Ousmane Kassambara, 28 ans, est un de ses amis. Travailleur migrant originaire du Mali, il a passé deux ans à la solde des « caporali », vivant dans un ghetto et ramassant des tomates pour un salaire dérisoire. Il a accepté d’expliquer le fonctionnement de ce système souvent comparé à de l’esclavage moderne.
En 2006, 27 « caporali » de diverses nationalités ont été mis en examen par la justice italienne pour « trafic d’êtres humains » et « réduction en esclavage ». L’ONG Oxfam estime par ailleurs que le système du « caporalato » est une forme d’esclavage moderne.
« Je suis payé 3,50 euros pour remplir une caisse de 300 kg de tomates »
Tous les étés depuis trois ans, je fais la récolte des tomates.
Je suis payé 3,50 euros par caisse pour remplir une caisse de 300 kg de tomates. Ceux qu’on appelle ici « caporali » [caporaux] ou « capo nero » [capos noirs], sont des Africains ou des Arabes qui ont fait ce métier, mais qui ont « réussi ». Ils sont en Italie depuis sept ou huit ans, parlent bien la langue et possèdent au moins une fourgonnette. Ils sont les intermédiaires entre nous, les travailleurs, et les Italiens [propriétaires des exploitations agricoles].

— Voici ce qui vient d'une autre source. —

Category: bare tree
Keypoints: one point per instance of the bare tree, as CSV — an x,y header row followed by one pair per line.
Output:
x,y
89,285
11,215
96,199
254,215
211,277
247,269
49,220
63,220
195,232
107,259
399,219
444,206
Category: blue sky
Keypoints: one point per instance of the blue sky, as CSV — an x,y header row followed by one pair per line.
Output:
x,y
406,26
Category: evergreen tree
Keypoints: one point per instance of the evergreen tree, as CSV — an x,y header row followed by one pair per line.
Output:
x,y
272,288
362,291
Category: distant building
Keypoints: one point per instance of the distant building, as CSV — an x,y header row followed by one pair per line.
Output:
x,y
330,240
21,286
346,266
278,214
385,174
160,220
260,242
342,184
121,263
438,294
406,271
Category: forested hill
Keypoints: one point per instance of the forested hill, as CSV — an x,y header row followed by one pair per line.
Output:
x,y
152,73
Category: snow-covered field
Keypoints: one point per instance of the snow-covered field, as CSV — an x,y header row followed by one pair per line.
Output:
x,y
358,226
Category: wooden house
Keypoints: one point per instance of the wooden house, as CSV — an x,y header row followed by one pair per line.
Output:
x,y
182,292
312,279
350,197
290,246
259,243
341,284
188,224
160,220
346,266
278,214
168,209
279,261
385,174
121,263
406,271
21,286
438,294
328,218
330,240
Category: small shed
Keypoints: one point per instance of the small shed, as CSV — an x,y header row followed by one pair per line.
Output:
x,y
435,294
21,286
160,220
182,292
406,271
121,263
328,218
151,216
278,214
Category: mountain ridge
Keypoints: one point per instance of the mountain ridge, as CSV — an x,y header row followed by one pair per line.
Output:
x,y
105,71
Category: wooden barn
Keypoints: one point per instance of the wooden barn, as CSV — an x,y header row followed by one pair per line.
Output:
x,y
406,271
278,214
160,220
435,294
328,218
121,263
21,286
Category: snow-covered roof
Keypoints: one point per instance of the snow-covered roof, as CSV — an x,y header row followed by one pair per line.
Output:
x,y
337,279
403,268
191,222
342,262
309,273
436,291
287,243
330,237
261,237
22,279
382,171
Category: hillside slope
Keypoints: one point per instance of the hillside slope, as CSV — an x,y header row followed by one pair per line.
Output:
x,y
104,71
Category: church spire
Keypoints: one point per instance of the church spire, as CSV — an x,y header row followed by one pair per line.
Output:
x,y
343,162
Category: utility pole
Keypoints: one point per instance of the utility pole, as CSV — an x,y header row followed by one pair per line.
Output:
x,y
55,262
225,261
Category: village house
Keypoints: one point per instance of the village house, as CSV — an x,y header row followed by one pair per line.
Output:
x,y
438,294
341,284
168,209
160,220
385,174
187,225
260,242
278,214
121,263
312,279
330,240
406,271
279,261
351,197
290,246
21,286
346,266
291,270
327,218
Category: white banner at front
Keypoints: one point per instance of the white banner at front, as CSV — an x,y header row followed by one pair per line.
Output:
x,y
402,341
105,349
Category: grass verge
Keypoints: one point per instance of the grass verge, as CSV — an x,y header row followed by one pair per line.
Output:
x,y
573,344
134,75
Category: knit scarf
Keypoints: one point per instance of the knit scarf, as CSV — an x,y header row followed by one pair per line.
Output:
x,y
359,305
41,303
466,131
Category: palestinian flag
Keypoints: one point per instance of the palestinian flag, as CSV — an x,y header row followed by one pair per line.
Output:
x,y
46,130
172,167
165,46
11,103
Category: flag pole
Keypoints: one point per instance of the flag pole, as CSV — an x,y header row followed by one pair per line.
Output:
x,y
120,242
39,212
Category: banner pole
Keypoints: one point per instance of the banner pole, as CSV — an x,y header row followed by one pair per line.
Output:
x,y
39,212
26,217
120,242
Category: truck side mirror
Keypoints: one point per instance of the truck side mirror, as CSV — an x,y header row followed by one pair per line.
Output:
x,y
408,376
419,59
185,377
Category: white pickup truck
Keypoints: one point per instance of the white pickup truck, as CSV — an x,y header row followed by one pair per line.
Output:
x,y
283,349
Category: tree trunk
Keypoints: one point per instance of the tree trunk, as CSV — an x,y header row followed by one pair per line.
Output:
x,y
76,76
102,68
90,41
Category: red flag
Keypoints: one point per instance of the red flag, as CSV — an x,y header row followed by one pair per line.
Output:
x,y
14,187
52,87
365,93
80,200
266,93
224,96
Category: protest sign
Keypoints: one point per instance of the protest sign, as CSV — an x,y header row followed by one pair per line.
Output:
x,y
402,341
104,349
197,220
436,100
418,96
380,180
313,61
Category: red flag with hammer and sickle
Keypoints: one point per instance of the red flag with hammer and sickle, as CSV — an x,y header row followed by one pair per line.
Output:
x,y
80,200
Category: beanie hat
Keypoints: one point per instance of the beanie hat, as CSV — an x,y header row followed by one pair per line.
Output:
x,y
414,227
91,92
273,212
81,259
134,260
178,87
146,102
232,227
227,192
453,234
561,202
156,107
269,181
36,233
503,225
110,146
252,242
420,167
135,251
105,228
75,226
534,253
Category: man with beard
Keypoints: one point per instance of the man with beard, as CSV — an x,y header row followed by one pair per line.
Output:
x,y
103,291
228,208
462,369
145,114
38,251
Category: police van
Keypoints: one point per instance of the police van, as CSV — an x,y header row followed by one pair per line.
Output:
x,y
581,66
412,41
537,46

Le propriétaire paye au capo 7 ou 8 euros par caisse [de 300 kg], lui nous donne seulement la moitié. Je dois aussi payer 5 euros au capo pour le voyage quotidien jusqu’au champ, et si on veut un sandwich ou une bouteille d’eau, il faut payer aussi [environ 5 euros pour un sandwich, 3 pour une bouteille d’eau]. C’est l’arnaque et les cadences sont infernales.
Je suis resté deux ans dans le ghetto de Rignano, été comme hiver, saison durant laquelle je faisais d’autres petits boulots. À une période, je ne suis pas allé en ville pendant six mois. On est loin de tout. Il faut payer 10 euros à un taxi illégal pour se rendre quelque part.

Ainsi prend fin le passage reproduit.